The Halo Mass Function from Excursion Set Theory. III. Non-Gaussian Fluctuations

TL;DR

This work develops a first-principles excursion-set treatment of the halo mass function with primordial non-Gaussian fluctuations, capturing non-Markovian effects from a coordinate-space tophat filter via a path-integral formalism. The authors show that the leading non-Gaussian correction arises from memory terms rather than a local PS-like contribution, and provide a hierarchy of corrections (leading, next-to-leading, next-to-next-to-leading) expressed through cumulants and derivatives of the three-point correlator. Incorporating a diffusing collapse barrier and filter effects yields a parameter-free mass function that agrees with recent N-body simulations for both Gaussian and non-Gaussian initial conditions, with the non-Gaussian contribution dominated by the scale-dependent skewness and new functions U_3 and V_3. The results connect with LoVerde et al.'s Edgeworth approach in the large-mass limit while clarifying the origin of the non-Gaussian corrections within excursion-set theory, and they offer a robust framework for interpreting future observations of cluster abundances and their clustering in the presence of primordial non-Gaussianity.

Abstract

We compute the effect of primordial non-Gaussianity on the halo mass function, using excursion set theory. In the presence of non-Gaussianity the stochastic evolution of the smoothed density field, as a function of the smoothing scale, is non-markovian and beside "local" terms that generalize Press-Schechter (PS) theory, there are also "memory" terms, whose effect on the mass function can be computed using the formalism developed in the first paper of this series.
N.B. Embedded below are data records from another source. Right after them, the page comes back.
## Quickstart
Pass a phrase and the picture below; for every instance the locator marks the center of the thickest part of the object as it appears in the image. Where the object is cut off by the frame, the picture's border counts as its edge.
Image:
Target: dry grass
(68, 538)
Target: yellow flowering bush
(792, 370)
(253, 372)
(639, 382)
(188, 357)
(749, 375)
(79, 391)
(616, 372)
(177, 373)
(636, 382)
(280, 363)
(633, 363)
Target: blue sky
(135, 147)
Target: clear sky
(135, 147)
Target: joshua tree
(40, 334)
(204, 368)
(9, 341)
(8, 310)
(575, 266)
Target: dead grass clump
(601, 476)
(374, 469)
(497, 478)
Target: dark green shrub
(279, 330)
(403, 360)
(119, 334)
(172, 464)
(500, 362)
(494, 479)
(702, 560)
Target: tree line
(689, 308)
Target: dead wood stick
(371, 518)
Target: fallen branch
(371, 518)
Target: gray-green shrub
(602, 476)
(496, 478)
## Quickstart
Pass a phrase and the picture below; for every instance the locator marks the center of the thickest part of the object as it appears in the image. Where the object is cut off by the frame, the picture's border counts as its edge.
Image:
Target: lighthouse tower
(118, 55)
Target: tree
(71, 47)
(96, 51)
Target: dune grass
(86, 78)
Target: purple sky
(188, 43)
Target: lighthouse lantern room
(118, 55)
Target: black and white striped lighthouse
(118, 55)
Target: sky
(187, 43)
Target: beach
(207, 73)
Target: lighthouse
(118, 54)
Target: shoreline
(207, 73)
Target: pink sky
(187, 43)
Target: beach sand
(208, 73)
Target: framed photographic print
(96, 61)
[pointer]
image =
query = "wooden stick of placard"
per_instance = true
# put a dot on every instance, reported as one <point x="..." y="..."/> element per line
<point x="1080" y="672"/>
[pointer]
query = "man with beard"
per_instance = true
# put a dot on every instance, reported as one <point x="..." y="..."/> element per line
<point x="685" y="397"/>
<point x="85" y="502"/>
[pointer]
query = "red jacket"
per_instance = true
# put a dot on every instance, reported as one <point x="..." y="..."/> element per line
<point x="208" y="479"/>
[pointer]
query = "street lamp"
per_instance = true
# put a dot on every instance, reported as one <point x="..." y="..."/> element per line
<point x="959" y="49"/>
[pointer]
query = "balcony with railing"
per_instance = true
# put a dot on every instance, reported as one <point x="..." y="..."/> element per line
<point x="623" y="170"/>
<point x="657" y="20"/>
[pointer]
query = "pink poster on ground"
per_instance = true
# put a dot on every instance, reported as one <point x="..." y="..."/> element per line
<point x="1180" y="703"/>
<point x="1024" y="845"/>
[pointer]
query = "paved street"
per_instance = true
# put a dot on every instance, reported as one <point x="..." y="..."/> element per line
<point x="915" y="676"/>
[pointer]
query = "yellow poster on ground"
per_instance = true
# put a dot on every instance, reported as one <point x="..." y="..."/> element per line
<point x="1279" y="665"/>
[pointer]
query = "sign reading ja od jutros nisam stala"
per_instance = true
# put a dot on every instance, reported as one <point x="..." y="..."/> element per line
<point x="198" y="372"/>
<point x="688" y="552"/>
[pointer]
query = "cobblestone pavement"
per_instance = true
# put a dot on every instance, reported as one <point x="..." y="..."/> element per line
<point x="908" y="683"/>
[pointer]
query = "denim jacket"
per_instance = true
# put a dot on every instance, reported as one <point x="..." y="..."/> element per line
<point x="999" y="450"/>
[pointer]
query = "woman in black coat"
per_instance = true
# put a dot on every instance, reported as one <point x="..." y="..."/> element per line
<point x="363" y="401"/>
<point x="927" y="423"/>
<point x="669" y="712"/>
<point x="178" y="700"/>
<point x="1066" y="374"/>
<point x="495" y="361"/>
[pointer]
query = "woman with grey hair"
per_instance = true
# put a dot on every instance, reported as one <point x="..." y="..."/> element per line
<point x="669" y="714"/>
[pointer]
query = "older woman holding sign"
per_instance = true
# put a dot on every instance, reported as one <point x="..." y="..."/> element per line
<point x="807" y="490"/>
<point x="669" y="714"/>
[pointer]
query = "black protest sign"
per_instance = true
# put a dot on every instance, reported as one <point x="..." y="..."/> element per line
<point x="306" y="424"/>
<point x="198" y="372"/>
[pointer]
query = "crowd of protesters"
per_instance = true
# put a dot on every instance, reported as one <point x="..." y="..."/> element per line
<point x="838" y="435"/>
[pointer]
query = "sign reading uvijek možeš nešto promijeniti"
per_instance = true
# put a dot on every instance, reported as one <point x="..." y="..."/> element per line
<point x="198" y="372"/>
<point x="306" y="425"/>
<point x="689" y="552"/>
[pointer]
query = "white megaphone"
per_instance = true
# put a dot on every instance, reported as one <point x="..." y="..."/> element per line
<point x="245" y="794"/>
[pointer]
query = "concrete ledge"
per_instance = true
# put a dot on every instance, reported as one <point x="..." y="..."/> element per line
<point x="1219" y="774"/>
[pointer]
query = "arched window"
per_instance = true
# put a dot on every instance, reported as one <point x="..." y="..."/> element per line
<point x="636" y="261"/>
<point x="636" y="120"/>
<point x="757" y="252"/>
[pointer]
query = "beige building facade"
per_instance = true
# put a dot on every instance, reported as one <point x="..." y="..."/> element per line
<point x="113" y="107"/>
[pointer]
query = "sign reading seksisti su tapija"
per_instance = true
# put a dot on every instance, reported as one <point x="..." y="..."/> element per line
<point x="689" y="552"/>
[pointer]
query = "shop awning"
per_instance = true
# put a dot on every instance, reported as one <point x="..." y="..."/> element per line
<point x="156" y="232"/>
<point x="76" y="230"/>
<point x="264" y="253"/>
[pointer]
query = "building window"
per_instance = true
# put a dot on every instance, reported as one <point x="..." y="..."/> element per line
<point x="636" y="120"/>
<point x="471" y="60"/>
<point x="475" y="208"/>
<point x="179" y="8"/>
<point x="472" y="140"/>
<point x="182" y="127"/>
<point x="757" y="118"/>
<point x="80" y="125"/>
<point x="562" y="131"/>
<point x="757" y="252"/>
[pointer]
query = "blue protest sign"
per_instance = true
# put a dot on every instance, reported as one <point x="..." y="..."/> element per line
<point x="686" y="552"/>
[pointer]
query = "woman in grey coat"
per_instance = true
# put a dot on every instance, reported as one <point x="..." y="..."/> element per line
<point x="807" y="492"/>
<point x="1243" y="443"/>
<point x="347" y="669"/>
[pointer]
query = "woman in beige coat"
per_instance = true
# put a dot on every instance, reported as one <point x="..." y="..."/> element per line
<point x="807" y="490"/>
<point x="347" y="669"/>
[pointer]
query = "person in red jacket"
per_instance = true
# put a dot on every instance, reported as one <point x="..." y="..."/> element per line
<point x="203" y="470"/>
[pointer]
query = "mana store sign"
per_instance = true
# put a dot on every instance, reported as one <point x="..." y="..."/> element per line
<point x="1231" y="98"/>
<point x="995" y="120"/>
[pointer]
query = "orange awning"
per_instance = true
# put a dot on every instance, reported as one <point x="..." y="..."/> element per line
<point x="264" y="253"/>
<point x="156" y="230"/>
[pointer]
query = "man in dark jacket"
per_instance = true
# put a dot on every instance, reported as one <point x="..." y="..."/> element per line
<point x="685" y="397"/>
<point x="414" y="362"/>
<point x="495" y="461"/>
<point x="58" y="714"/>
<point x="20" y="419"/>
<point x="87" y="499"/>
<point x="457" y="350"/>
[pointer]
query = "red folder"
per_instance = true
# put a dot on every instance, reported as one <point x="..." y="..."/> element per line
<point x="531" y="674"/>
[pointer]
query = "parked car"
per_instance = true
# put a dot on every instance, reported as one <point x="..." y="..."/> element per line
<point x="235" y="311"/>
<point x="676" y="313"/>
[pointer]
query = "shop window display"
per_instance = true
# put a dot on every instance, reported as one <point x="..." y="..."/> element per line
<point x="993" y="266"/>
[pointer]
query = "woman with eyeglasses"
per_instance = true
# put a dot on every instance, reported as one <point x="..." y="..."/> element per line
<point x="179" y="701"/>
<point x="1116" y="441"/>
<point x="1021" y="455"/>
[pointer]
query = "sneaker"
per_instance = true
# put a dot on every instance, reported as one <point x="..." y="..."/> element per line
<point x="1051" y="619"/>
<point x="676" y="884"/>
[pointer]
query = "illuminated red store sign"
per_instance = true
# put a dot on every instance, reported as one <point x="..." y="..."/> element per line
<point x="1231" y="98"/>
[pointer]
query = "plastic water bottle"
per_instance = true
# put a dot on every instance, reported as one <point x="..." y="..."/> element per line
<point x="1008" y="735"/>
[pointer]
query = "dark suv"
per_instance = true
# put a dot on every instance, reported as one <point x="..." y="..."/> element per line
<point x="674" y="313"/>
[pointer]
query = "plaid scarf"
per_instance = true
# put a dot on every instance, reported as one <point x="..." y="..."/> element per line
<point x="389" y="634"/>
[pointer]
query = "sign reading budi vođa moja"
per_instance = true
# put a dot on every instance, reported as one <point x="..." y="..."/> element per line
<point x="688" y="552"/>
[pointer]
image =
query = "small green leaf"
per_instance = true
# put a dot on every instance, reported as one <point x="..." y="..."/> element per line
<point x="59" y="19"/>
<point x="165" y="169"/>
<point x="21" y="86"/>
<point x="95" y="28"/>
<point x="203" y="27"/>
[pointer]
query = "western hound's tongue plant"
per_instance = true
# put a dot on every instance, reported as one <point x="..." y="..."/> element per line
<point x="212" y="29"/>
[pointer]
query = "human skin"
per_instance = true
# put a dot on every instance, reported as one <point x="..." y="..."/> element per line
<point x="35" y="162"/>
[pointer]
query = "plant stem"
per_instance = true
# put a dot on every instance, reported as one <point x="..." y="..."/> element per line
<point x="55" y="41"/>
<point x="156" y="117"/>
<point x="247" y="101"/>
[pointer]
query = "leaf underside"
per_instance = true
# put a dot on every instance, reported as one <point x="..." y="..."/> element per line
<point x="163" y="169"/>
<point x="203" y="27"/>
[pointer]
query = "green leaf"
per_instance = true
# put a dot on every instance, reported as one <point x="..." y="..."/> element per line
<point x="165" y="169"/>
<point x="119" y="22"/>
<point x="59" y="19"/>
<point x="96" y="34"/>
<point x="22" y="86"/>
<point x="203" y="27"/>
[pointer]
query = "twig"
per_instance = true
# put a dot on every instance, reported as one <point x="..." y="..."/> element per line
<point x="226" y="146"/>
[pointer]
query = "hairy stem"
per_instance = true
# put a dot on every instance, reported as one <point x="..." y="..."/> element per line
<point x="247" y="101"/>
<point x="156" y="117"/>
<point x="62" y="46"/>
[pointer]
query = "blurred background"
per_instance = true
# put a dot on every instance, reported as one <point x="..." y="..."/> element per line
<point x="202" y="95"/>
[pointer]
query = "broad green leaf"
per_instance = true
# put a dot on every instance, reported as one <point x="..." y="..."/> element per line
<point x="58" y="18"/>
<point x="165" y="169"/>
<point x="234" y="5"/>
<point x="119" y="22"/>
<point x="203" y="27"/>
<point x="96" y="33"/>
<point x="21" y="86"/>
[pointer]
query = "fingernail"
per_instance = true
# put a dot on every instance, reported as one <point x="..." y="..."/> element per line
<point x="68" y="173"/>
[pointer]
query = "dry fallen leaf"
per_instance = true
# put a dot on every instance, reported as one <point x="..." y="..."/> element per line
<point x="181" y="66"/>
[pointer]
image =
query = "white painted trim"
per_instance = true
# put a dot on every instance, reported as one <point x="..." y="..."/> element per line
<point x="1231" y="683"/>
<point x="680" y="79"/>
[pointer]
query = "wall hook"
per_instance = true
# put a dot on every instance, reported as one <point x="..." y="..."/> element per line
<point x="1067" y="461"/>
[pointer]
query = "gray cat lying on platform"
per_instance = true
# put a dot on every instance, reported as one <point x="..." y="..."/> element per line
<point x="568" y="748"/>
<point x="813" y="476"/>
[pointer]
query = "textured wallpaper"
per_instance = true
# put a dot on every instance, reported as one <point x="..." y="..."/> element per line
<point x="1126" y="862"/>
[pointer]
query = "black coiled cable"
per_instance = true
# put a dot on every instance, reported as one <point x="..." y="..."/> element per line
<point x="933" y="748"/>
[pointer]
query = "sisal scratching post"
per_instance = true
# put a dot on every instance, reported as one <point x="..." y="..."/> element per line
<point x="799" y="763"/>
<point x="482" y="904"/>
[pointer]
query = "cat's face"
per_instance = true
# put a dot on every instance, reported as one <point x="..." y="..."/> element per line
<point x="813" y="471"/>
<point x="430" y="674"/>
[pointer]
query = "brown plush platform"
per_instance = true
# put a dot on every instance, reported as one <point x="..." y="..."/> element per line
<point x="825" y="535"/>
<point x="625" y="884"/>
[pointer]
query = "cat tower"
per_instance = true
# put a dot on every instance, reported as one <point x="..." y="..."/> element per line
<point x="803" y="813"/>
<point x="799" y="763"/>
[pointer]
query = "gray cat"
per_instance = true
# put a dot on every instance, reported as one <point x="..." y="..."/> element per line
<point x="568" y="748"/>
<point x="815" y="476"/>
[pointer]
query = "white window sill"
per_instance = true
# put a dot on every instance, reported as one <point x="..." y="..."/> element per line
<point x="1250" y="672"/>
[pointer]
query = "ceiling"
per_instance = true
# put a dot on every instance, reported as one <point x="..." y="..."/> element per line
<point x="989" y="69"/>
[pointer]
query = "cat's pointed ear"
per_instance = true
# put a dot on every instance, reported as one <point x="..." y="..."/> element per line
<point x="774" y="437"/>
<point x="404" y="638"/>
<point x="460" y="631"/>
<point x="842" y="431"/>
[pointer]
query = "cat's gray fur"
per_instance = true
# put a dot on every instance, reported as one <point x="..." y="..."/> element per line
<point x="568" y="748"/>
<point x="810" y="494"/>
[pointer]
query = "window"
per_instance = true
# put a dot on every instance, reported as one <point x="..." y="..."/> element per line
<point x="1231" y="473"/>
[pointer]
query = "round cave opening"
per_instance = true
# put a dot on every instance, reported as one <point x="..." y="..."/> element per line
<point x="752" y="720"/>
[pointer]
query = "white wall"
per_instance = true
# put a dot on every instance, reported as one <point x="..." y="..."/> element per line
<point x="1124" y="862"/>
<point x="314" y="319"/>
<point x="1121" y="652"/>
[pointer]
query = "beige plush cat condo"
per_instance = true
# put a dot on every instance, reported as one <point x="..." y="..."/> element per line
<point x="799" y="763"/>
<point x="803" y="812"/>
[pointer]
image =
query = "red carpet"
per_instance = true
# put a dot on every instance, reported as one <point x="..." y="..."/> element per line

We find that, when computing the effect of the three-point correlator on the mass function, a PS-like approach which consists in neglecting the cloud-in-cloud problem and in multiplying the final result by a fudge factor close to 2, is in principle not justified. When computed correctly in the framework of excursion set theory, in fact, the "local" contribution vanishes (for all odd-point correlators the contribution of the image gaussian cancels the Press-Schechter contribution rather than adding up), and the result comes entirely from non-trivial memory terms which are absent in PS theory. However it turns out that, in the limit of large halo masses, where the effect of non-Gaussianity is more relevant, these memory terms give a contribution which is the the same as that computed naively with PS theory, plus subleading terms depending on derivatives of the three-point correlator. We finally combine these results with the diffusive barrier model developed in the second paper of this series, and we find that the resulting mass function reproduces recent N-body simulations with non-Gaussian initial conditions, without the introduction of any ad hoc parameter.